The Lord today shows us concretely the way. He went to the district of the Decapolis, assuredly not a very sympathetic place to him and his teachings (read: closed). But it was in that very place that he brought and gave the gift of openness. It was there that he cured the deaf-man and opened his ears and primed his speech. Ephphata (Be opened) was his booming command. And his command became reality right then and there.

We have to find out the so many manifestations of closedness in our personal and communal lives. We all are that deaf and dumb man who needs to be opened and primed to hear and speak. To use Biblical terms, we all need to “taste and see the goodness of the Lord,” and allow ourselves to be primed to “proclaim” His goodness. There is in each of us a bit (or a whole lot) of that deafness and dumbness deep within, as when we hesitate to be seen praying in public, for one, or when we become tongue-tied when the topic of discussion is about the presence and activity of God in our own personal lives. There is that deafness in all of us as shown particularly in our hesitation to give full credence and belief to the teachings of the Church as presented by the Holy Father in matters of faith and morals.

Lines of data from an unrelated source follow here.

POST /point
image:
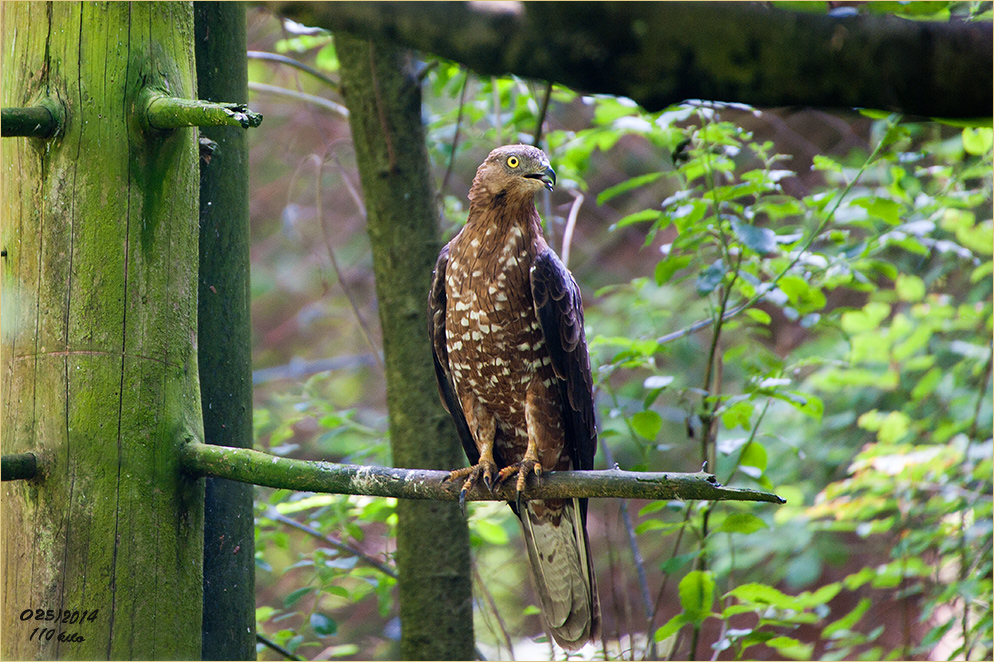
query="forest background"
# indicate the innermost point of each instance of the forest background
(801, 298)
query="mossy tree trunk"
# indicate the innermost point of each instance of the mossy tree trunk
(383, 95)
(99, 337)
(225, 354)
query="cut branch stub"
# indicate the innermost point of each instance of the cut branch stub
(166, 112)
(250, 466)
(44, 120)
(18, 466)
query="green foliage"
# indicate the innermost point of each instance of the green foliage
(814, 322)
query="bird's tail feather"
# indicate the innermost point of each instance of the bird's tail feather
(564, 577)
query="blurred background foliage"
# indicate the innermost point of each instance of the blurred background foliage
(801, 299)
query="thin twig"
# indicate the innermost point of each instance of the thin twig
(336, 108)
(542, 113)
(493, 608)
(799, 252)
(643, 580)
(274, 514)
(338, 271)
(269, 643)
(283, 59)
(498, 126)
(455, 138)
(574, 211)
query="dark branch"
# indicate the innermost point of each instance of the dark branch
(249, 466)
(664, 53)
(22, 466)
(41, 121)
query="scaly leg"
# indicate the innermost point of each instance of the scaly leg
(529, 463)
(485, 427)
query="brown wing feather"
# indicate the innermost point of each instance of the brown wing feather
(440, 354)
(557, 303)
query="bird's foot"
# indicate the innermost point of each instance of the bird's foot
(523, 469)
(472, 474)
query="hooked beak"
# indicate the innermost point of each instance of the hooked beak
(546, 176)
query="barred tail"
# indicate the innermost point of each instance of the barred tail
(563, 574)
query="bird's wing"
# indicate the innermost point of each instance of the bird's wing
(440, 354)
(560, 313)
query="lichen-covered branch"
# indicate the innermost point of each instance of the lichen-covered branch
(661, 53)
(250, 466)
(166, 112)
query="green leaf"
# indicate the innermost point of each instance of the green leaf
(887, 210)
(977, 141)
(696, 591)
(669, 266)
(323, 625)
(742, 523)
(847, 622)
(764, 594)
(295, 596)
(754, 455)
(638, 217)
(671, 627)
(759, 240)
(758, 315)
(491, 533)
(790, 647)
(710, 277)
(647, 424)
(674, 563)
(910, 287)
(627, 185)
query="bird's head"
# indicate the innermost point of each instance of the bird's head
(515, 171)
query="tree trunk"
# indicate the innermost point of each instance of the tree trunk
(99, 338)
(383, 95)
(661, 53)
(224, 332)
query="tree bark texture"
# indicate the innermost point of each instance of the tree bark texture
(661, 53)
(383, 96)
(224, 333)
(99, 362)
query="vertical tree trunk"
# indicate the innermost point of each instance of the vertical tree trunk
(383, 95)
(99, 338)
(224, 336)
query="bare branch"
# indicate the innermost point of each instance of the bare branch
(664, 53)
(250, 466)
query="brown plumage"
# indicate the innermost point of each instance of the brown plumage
(506, 325)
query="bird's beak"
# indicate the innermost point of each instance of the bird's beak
(547, 176)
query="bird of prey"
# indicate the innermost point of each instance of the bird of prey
(506, 326)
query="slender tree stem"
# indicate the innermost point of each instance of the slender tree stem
(251, 466)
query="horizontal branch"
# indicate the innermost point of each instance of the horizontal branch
(165, 112)
(22, 466)
(661, 53)
(250, 466)
(41, 121)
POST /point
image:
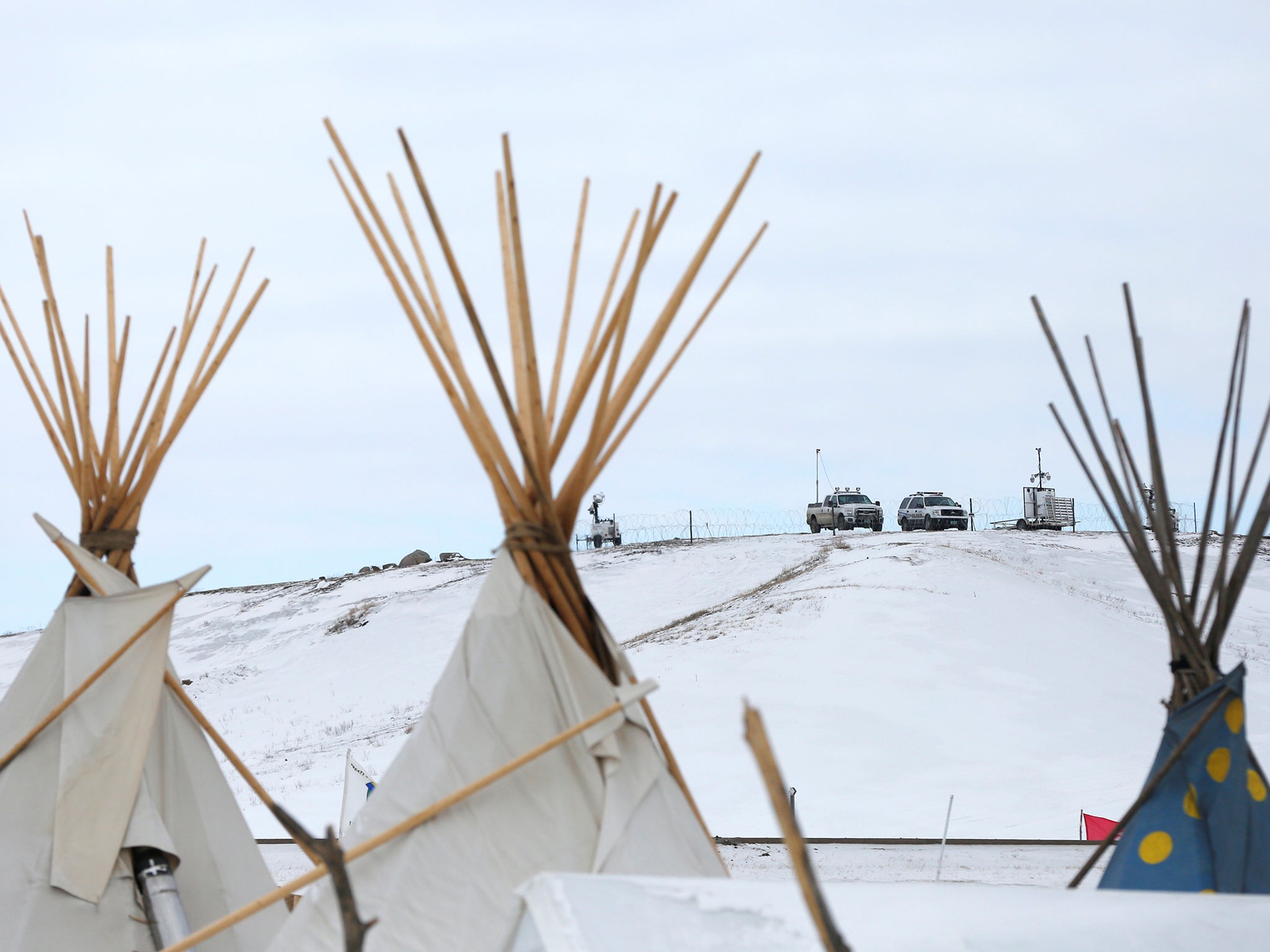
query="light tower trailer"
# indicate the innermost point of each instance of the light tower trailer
(1043, 507)
(602, 530)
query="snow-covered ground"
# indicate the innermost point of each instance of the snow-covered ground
(1020, 672)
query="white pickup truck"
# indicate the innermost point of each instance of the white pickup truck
(845, 509)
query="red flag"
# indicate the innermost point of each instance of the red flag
(1096, 828)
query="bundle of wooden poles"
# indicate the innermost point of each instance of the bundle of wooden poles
(1197, 610)
(539, 512)
(113, 472)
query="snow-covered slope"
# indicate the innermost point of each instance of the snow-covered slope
(1020, 672)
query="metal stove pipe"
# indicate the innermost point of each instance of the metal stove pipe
(164, 912)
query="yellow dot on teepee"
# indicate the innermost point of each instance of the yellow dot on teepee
(1156, 847)
(1220, 764)
(1191, 803)
(1256, 786)
(1235, 715)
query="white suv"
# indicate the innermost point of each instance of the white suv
(930, 511)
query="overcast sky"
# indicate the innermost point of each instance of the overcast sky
(926, 168)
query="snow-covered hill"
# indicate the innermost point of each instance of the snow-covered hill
(1020, 672)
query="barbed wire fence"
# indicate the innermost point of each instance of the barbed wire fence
(732, 523)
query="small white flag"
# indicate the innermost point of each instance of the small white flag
(358, 785)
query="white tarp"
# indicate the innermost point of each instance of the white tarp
(601, 803)
(125, 765)
(578, 913)
(358, 785)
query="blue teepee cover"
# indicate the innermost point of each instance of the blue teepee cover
(1207, 827)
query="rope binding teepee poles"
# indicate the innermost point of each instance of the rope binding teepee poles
(539, 513)
(112, 467)
(1137, 501)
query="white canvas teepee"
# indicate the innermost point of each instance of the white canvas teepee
(601, 803)
(126, 765)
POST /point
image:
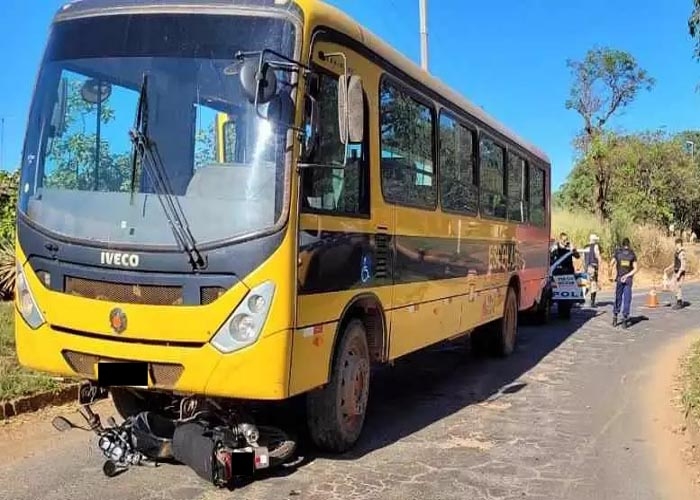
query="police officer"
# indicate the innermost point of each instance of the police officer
(679, 268)
(625, 262)
(593, 259)
(563, 247)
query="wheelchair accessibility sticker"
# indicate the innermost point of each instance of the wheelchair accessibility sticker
(366, 269)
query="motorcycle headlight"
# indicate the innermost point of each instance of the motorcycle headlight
(242, 328)
(25, 301)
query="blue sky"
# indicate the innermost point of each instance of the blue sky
(508, 56)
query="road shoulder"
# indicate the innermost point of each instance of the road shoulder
(673, 441)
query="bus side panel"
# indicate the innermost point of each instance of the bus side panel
(341, 256)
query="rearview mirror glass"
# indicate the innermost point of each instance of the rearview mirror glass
(62, 424)
(94, 91)
(58, 119)
(351, 109)
(264, 86)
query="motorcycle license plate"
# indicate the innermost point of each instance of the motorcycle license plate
(88, 393)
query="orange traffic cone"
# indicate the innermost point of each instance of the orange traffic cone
(652, 299)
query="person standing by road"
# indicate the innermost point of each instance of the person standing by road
(679, 268)
(562, 248)
(625, 263)
(593, 260)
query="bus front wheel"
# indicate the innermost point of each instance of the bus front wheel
(336, 412)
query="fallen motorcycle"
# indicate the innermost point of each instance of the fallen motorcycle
(218, 445)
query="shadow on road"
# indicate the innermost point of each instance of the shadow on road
(426, 387)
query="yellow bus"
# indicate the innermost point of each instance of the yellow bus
(259, 200)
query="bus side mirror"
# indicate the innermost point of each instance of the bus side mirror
(258, 81)
(58, 119)
(351, 109)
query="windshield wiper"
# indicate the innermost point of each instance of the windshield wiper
(145, 150)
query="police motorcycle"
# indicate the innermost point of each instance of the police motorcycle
(219, 444)
(566, 288)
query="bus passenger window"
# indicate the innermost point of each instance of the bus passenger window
(334, 190)
(407, 163)
(537, 196)
(493, 196)
(517, 209)
(458, 190)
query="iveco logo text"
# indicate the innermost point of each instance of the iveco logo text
(119, 259)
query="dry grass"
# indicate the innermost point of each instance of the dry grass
(691, 382)
(16, 381)
(653, 248)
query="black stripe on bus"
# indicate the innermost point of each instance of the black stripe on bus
(337, 261)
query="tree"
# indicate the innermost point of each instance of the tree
(651, 179)
(72, 158)
(604, 83)
(694, 27)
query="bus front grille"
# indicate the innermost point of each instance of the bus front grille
(162, 374)
(124, 293)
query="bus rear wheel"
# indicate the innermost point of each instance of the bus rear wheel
(498, 338)
(336, 412)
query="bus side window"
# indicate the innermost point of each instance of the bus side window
(517, 210)
(493, 195)
(458, 188)
(341, 191)
(538, 202)
(407, 164)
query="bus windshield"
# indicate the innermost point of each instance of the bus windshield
(224, 165)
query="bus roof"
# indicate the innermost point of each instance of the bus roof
(338, 20)
(343, 23)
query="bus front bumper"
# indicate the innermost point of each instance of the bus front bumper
(260, 371)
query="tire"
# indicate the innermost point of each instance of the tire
(543, 311)
(498, 338)
(564, 310)
(330, 425)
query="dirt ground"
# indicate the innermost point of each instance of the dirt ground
(677, 442)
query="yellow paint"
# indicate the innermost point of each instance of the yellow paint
(286, 360)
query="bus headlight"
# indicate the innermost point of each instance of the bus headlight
(25, 302)
(243, 327)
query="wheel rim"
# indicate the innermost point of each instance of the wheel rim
(354, 385)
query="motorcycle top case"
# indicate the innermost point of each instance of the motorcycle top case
(153, 435)
(210, 453)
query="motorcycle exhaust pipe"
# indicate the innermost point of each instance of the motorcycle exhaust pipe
(112, 469)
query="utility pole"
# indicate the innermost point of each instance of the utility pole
(424, 34)
(2, 143)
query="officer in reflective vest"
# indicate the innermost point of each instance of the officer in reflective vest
(679, 268)
(593, 260)
(625, 262)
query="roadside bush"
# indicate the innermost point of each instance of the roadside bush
(653, 247)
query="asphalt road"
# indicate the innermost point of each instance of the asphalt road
(560, 420)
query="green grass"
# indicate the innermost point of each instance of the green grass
(16, 381)
(691, 382)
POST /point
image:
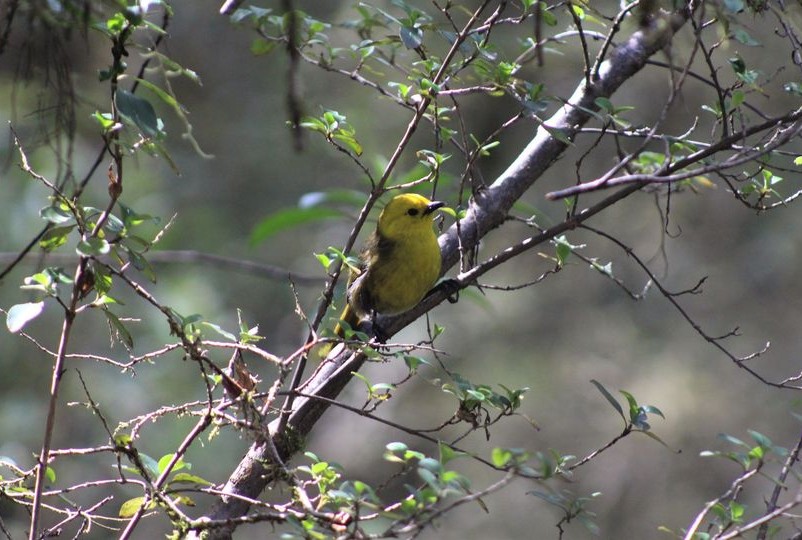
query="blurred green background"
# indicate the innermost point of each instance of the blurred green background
(553, 338)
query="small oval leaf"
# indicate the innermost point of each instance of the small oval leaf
(21, 314)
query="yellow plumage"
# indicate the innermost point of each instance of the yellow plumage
(400, 262)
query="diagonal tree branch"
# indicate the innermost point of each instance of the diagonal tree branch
(488, 209)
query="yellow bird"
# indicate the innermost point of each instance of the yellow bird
(399, 264)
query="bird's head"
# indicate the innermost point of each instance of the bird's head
(407, 214)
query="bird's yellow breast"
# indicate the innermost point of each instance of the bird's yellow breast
(405, 272)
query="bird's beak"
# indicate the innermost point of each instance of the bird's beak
(432, 206)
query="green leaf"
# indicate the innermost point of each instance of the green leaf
(139, 111)
(56, 215)
(187, 478)
(21, 314)
(55, 237)
(411, 37)
(609, 397)
(288, 218)
(219, 330)
(166, 459)
(130, 507)
(501, 457)
(123, 439)
(742, 36)
(50, 474)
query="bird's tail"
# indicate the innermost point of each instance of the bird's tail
(349, 317)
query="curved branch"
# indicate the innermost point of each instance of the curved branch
(486, 211)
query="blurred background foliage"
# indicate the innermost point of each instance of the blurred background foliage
(553, 338)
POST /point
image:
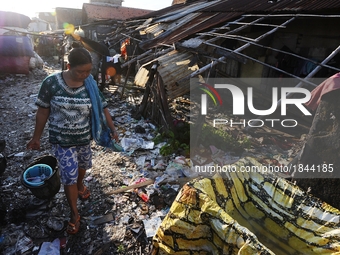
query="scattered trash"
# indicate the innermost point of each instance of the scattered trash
(151, 226)
(50, 248)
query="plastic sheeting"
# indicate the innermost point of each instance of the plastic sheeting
(247, 213)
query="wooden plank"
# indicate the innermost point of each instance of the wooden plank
(134, 186)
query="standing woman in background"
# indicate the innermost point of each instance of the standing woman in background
(64, 101)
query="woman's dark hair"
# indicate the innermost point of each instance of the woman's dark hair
(79, 56)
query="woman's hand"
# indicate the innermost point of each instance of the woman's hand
(114, 135)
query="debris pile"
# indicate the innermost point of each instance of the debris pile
(131, 192)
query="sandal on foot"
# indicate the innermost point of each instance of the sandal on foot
(73, 228)
(85, 194)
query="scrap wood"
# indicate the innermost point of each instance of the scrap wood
(134, 186)
(269, 131)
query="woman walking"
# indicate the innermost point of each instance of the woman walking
(65, 101)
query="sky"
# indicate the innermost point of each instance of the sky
(30, 7)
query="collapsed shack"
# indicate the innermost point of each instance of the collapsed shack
(200, 40)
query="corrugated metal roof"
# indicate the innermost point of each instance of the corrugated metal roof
(168, 28)
(198, 23)
(274, 5)
(101, 11)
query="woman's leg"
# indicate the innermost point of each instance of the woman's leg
(80, 184)
(84, 162)
(71, 192)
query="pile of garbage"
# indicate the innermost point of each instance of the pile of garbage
(131, 191)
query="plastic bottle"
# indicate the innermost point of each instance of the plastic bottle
(142, 195)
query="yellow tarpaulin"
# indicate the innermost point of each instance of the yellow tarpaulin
(247, 213)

There is that deafness in us when we think priests and bishops ought to keep their activity within the confines of the sacristy, and not be heard about politics as a moral issue, even if, for all practical purposes, politics in many countries (and elections in the Philippines) are patently a case of structural evil in concrete. And there is that dumbness in us every time we just keep our mouths shut even if evil is happening right before the tips of our noses.

Ephphatha is not an empty command from the Lord. It is as much a wish as a command from Him who has done all things well. We do have to allow Him to complete the good He has begun in us and through us. He can continue to do well now only if we allow Him to work in us and through us. Needless to say, it means only one simple thing: we also have to do well, not only to do good, but to do well. A whole lot of do-gooders who do good to meet their own needs can spoil and blur this whisper of a command from the Lord. When we do good, we need to do it for the right reasons, the right motives, the right intentions. Only then can we say, we do well, together with Christ, for the sake of Christ, in the name of Christ, who “did all things well.”

Ephphatha! Open up to the Lord, and open up to others … and be part of the Good News to a closed world!